Although this is a possibility, it is highly recommended that you explicitly declare attributes for each role, to avoid any issues further in development, like say, an extra attribute that is added to a model later down the line.

  • show_all

    Will be able to view all non-restricted options.

    role :admin,
     attributes: :show_all,
     associations: :show_all

  • create_all, update_all, save_all

    Will be able to create, update or save all non-restricted attributes. These options also imply that the role will be able to show_all options. 

    role :admin,
     attributes: :save_all,
     associations: :update_all

  • all

    Declare on a per-action basis whether the role has access to all options. 

    role :admin,
      attributes: {
        show: :all,
        save: %i(name username email)
      },
      associations: {
        show: :all
      }

  • all_minus

    Can be used to allow all attributes, except those declared. 

    role :admin,
      attributes: {
        show: [:all_minus, :password_digest]
      }

    The :admin role will now be able to view all attributes, except password_digest.

Restricted options

PunditRoles allows you to define restricted options which will be removed when declaring implicitly. By default, only the :id, :created_at, :updated_at attributes are restricted for create,update and save actions. You may overwrite this behaviour on a per-policy basis: 

RESTRICTED_SHOW_ATTRIBUTES = [:attr_one, :attr_two]

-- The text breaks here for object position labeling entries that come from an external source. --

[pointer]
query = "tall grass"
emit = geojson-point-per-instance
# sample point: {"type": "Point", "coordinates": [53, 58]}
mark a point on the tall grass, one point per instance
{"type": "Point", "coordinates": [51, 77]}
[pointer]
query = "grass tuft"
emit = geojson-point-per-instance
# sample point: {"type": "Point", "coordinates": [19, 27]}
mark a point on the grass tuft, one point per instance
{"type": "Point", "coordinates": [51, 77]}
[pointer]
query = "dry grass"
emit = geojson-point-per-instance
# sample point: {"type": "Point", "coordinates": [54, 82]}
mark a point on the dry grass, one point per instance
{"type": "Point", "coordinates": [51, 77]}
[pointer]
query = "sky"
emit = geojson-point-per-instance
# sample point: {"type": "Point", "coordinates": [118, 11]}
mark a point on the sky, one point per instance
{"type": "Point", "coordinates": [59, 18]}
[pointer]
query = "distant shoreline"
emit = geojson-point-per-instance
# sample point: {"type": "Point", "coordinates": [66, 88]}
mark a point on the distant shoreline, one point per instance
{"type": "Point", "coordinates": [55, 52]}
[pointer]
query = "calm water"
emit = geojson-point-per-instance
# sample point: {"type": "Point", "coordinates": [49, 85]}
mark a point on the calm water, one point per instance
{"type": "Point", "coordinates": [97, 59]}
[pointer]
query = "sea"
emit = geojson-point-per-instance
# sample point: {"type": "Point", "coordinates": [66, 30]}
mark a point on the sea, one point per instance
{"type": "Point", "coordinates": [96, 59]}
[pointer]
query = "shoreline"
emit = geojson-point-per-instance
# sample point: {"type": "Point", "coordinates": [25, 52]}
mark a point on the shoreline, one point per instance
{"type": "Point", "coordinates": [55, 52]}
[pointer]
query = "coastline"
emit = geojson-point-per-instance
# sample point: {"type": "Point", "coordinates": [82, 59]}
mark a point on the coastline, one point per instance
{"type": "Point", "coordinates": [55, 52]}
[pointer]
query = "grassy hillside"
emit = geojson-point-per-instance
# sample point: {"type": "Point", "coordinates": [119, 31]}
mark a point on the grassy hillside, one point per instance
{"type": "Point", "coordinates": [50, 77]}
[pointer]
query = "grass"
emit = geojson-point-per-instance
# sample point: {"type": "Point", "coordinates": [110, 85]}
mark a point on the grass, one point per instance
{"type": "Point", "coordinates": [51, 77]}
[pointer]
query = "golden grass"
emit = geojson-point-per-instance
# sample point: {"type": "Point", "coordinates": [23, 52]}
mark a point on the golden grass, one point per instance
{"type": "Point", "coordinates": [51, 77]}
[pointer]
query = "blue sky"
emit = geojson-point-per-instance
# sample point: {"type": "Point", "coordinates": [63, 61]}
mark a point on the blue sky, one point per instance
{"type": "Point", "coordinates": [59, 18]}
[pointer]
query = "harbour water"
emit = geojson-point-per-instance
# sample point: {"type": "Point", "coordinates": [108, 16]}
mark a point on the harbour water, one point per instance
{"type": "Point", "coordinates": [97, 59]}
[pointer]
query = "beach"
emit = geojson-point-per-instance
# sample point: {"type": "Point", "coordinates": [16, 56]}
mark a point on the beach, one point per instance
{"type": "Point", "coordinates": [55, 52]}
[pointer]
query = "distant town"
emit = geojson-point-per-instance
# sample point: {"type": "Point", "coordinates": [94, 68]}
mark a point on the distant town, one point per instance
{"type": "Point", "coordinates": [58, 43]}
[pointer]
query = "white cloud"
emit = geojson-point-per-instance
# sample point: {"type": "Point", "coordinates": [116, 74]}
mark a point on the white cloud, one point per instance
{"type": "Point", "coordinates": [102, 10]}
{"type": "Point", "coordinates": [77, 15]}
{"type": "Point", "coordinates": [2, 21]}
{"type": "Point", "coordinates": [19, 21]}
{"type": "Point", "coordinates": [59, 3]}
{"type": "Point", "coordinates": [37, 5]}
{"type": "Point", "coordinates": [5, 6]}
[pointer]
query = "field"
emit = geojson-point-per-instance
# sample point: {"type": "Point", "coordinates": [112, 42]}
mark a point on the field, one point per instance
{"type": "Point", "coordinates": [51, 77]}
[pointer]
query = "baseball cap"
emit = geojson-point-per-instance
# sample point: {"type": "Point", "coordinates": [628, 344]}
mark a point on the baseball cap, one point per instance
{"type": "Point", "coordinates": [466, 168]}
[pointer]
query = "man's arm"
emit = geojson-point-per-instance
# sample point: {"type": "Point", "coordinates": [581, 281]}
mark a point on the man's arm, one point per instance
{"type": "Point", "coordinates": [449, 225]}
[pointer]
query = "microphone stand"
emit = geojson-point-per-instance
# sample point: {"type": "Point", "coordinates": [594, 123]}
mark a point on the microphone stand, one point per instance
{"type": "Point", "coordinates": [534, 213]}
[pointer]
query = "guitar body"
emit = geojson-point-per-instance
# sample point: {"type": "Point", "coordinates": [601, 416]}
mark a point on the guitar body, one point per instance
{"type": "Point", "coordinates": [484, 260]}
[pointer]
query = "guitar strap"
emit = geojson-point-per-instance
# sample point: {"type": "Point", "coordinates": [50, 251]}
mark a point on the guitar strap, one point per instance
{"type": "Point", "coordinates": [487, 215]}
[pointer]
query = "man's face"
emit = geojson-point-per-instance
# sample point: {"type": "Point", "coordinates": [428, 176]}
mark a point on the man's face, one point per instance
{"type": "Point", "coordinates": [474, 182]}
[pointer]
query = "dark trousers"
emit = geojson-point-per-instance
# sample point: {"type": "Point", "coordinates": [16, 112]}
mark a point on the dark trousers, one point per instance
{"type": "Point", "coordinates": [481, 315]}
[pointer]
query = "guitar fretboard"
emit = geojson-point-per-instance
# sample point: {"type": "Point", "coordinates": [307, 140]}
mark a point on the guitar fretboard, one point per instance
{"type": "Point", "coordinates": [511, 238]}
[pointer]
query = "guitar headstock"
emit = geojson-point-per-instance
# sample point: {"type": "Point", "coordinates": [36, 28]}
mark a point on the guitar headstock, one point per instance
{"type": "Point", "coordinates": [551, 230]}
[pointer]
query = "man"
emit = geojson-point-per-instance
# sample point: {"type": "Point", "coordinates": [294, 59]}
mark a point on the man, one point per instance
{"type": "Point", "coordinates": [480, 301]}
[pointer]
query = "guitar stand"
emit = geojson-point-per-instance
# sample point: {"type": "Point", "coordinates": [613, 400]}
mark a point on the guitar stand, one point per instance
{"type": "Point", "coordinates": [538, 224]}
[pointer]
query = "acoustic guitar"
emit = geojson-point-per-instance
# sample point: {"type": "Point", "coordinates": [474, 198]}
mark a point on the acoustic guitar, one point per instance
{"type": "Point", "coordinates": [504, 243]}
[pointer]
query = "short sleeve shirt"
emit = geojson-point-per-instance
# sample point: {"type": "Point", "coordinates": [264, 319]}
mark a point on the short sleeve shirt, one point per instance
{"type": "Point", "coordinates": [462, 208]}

Or if you want to add to it, instead of overwriting(here, the second RESTRICTED_SHOW_ATTRIBUTES resolves to the one declared on the parent):

RESTRICTED_SHOW_ATTRIBUTES = RESTRICTED_SHOW_ATTRIBUTES + [:attr_one, :attr_two]

There are 8 RESTRICTED_#{action}_#{option_type} constants in total, where option_type refers to either ATTRIBUTES or ASSOCIATIONS and action refers to SHOW, CREATE, UPDATE or SAVE.

Planned updates

Support for Pundit's scope method should be added in the near future, along with authorizing associations, generators, and possibly rspec helpers.

Contributing

Bug reports are welcome on GitHub at StairwayB.

License

The gem is available as open source under the terms of the MIT License.